Uma rede neural típica tem três tipos de camadas:
- Camada de entrada: recebe os dados (ex: pixels de uma imagem, tokens de um texto).
- Camadas ocultas: fazem o processamento. Quanto mais camadas, mais "profunda" a rede.
- Camada de saída: devolve a previsão (ex: "isso é um gato com 92% de confiança").
Cada conexão entre neurônios tem um peso, e treinar a rede significa ajustar esses pesos para minimizar o erro. Uma rede como GPT-4 tem centenas de bilhões desses pesos — chamamos eles de parâmetros.
Existem várias arquiteturas de rede neural:
- Feedforward (MLP): a mais simples, dados fluem em uma direção.
- Convolucional (CNN): ótima para imagens, aprende padrões locais.
- Recorrente (RNN/LSTM): trata sequências, usada antes em tradução.
- Transformer: a arquitetura dominante hoje, base de todos os LLMs.

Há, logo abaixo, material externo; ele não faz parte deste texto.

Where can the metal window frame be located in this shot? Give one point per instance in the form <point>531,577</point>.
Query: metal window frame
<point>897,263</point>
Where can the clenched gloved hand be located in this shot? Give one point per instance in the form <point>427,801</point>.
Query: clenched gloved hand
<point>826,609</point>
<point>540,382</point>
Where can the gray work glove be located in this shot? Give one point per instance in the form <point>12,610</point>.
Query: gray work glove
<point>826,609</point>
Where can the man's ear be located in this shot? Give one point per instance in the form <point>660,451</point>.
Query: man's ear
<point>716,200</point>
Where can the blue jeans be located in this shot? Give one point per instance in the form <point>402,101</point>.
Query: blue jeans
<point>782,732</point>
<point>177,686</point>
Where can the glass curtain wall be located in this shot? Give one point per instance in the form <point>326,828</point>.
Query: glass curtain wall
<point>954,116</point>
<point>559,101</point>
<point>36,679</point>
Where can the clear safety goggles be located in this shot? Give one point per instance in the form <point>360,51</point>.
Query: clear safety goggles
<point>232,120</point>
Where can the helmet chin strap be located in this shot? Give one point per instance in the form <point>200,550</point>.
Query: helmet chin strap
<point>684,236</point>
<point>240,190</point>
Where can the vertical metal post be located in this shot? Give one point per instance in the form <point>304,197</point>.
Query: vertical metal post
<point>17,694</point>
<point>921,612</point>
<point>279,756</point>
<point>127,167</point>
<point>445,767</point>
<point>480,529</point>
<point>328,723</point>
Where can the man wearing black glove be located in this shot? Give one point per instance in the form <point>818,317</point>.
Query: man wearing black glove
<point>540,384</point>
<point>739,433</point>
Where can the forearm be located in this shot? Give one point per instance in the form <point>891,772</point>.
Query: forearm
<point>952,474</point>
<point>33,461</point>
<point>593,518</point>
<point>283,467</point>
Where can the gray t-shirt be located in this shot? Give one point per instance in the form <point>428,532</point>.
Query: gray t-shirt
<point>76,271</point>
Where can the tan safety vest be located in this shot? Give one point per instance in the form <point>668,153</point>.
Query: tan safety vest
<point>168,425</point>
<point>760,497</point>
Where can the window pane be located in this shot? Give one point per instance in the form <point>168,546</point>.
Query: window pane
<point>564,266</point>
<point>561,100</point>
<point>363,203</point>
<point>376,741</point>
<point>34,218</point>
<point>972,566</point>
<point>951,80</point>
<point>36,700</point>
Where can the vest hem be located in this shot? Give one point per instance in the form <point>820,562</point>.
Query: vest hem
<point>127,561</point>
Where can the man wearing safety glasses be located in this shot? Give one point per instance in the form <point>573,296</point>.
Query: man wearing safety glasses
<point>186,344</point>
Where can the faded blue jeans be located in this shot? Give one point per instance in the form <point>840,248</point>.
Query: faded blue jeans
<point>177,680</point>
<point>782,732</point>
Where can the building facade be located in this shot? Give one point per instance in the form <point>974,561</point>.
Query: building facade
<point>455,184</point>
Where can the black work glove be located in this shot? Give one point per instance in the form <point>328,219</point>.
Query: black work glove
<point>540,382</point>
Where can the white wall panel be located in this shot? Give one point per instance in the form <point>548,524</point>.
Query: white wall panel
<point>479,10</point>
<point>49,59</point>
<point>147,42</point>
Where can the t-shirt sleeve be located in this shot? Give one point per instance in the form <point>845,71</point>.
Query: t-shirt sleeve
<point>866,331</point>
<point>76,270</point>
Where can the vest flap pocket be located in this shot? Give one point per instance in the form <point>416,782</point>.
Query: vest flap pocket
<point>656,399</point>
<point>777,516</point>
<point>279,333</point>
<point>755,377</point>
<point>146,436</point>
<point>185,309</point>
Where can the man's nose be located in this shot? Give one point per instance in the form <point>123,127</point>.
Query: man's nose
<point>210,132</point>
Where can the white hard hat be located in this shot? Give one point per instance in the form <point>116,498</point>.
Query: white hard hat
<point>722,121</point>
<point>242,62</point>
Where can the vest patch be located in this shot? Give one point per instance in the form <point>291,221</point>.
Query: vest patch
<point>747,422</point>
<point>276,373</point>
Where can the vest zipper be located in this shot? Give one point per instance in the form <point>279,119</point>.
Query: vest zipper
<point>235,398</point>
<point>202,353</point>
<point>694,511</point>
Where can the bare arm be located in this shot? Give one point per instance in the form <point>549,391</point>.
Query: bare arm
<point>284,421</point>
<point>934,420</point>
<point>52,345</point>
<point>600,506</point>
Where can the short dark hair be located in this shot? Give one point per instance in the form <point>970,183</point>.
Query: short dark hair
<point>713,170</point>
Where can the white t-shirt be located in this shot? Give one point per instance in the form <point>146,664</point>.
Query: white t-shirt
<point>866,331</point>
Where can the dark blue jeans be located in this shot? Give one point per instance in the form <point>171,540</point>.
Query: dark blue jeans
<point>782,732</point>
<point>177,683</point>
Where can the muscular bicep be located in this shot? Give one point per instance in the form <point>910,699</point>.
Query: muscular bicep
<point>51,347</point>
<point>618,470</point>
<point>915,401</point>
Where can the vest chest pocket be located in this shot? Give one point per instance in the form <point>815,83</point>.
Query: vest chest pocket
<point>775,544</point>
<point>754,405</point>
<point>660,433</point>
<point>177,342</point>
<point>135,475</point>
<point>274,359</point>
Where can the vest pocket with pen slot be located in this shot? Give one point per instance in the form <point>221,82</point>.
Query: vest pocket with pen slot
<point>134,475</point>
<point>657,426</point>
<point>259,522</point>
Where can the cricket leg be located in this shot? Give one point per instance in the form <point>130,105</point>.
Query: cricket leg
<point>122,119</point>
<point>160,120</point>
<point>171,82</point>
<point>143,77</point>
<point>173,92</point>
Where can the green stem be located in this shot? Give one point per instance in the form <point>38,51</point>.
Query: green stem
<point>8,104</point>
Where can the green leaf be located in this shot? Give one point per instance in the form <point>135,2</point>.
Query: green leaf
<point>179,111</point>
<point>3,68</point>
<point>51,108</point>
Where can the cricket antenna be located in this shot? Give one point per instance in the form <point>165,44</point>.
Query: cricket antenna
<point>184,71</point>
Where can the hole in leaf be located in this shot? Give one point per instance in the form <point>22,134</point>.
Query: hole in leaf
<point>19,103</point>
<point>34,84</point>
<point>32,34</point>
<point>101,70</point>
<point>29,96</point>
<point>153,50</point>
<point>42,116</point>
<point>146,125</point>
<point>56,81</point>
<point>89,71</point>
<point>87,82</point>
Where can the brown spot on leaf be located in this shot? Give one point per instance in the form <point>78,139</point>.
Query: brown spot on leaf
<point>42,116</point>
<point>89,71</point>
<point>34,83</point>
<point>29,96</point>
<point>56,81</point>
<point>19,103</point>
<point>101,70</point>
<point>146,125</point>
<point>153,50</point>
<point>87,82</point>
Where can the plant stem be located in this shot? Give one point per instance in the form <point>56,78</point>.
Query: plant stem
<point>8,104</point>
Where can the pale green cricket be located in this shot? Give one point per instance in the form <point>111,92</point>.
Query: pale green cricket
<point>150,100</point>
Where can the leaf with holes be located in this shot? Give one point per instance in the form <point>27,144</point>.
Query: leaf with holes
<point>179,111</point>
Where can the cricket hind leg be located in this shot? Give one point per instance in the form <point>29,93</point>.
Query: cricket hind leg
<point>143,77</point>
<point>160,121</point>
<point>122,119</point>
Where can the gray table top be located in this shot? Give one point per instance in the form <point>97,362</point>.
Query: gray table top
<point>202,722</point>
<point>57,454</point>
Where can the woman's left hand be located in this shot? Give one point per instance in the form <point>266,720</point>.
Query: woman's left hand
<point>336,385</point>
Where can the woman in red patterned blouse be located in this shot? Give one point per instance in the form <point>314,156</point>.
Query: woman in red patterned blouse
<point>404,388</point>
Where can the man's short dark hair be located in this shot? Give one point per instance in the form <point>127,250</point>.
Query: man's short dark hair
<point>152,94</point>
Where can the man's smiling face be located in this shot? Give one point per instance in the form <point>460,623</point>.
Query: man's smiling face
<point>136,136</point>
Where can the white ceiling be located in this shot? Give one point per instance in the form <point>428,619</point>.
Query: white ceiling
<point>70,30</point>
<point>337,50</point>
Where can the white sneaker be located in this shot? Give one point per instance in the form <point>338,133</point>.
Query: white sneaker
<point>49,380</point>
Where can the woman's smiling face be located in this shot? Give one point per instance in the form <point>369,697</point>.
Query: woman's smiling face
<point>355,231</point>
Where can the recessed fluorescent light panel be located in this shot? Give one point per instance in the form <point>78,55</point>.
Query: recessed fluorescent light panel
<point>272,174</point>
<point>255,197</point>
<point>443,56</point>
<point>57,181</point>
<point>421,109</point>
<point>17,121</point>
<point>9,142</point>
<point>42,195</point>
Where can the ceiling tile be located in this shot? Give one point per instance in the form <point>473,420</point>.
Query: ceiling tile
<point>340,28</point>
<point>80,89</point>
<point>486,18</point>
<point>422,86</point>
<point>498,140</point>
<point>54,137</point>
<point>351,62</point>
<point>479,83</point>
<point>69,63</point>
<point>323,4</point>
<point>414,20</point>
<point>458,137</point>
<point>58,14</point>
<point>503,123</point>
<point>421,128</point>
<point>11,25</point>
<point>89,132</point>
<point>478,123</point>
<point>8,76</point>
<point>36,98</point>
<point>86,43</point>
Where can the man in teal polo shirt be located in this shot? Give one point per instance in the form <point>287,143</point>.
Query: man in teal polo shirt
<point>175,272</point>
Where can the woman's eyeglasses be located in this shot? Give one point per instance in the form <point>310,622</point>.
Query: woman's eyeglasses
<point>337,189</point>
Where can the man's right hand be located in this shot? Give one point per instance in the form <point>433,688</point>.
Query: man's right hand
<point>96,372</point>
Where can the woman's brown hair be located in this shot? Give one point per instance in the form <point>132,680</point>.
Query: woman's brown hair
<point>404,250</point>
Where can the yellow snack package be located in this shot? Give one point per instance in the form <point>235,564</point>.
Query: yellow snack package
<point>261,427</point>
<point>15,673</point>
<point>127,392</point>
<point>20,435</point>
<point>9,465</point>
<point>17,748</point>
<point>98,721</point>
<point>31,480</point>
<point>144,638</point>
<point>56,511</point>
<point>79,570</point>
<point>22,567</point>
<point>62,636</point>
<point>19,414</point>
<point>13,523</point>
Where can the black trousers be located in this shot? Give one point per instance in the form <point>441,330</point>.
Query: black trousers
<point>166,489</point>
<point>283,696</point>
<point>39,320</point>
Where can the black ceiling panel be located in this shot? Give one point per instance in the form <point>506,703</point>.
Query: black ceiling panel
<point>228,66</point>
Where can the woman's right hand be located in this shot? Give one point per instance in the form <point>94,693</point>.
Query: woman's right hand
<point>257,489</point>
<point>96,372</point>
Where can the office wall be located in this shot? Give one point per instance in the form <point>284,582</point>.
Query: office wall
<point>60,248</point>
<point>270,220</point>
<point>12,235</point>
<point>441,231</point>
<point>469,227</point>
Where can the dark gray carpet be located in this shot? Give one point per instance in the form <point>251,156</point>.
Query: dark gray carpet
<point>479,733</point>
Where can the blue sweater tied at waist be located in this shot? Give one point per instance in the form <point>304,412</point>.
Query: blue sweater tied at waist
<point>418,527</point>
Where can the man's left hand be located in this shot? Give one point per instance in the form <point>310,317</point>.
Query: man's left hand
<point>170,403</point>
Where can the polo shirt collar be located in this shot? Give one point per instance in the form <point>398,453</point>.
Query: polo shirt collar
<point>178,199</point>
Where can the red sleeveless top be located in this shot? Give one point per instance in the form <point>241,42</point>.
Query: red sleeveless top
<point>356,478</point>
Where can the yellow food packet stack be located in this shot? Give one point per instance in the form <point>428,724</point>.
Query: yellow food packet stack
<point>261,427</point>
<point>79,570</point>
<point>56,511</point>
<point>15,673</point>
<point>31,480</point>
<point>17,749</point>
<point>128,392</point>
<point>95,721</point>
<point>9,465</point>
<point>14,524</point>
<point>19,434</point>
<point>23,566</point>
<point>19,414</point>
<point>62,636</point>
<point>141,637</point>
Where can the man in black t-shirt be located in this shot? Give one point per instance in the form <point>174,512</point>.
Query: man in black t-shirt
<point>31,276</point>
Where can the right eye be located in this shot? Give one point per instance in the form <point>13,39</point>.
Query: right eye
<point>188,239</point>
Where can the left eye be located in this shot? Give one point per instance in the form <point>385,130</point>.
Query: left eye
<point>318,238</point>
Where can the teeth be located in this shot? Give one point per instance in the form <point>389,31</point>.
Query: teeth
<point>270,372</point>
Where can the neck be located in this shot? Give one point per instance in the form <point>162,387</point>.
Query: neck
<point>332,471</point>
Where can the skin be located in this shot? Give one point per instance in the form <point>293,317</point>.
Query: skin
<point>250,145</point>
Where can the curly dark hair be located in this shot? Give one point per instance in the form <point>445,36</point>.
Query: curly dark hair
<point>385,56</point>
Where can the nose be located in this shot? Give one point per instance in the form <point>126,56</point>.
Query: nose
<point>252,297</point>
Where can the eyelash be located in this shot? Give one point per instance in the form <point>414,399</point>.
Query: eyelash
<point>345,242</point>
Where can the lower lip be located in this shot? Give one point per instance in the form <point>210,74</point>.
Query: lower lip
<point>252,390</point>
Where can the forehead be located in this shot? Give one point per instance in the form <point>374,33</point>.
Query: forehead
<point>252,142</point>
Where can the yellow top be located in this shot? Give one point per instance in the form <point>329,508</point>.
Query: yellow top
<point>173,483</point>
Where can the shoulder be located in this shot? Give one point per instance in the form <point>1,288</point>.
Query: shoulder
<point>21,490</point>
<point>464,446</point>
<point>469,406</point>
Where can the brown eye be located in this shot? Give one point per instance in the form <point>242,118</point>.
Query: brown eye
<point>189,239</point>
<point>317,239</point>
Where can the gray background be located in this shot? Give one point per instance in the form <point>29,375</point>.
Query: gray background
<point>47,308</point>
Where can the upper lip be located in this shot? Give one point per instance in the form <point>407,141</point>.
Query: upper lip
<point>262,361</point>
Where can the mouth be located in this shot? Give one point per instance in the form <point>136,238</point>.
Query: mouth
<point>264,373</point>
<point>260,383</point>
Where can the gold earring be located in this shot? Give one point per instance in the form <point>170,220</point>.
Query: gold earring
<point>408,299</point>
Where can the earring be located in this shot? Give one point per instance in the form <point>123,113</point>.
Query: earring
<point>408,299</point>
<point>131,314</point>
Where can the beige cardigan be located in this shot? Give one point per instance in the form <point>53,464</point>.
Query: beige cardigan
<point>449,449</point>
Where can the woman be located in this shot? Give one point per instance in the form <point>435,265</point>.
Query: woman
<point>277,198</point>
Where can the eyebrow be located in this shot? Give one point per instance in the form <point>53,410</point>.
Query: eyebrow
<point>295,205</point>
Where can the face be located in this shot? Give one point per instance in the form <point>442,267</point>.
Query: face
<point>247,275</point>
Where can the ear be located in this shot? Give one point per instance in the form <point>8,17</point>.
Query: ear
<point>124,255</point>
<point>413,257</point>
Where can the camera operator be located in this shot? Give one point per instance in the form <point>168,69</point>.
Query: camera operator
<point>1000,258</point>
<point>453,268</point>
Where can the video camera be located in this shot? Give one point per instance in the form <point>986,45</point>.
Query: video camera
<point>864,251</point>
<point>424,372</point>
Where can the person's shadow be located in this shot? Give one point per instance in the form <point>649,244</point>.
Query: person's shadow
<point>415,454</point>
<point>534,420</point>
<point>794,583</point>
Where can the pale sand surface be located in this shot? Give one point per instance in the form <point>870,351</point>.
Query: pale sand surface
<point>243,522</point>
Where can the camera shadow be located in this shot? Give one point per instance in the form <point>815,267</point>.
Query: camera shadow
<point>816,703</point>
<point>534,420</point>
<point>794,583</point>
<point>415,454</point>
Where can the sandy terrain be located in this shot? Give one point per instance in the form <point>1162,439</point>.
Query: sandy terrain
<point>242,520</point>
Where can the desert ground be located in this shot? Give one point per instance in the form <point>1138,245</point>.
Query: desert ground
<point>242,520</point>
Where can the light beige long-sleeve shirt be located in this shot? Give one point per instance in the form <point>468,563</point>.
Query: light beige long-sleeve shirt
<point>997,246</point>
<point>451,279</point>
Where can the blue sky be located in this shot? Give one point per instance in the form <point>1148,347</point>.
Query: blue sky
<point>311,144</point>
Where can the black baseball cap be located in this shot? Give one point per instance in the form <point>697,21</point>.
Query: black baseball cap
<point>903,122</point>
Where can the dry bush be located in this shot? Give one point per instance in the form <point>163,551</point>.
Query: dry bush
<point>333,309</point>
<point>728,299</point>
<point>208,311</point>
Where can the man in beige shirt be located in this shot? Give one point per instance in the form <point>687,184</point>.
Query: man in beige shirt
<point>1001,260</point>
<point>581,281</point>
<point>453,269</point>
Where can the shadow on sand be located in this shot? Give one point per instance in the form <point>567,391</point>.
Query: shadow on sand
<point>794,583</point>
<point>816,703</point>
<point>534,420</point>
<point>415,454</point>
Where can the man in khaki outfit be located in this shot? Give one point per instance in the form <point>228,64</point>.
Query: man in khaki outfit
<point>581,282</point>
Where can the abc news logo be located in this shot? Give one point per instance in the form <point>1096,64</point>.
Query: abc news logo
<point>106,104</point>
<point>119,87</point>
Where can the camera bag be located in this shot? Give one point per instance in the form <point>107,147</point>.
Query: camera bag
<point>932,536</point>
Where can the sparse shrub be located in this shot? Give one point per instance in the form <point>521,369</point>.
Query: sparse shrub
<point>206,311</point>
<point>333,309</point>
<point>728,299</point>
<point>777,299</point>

No Brasil, redes neurais alimentam desde o reconhecimento facial em delegacias até a recomendação de filmes na Globoplay. Para um líder de negócio, basta entender que rede neural é o "motor" — você não precisa abrir o capô, mas precisa saber que ele consome dados, energia (eletricidade) e GPUs caras para funcionar. Por isso modelos grandes custam caro para rodar e por isso a Anthropic, OpenAI e Google cobram por token.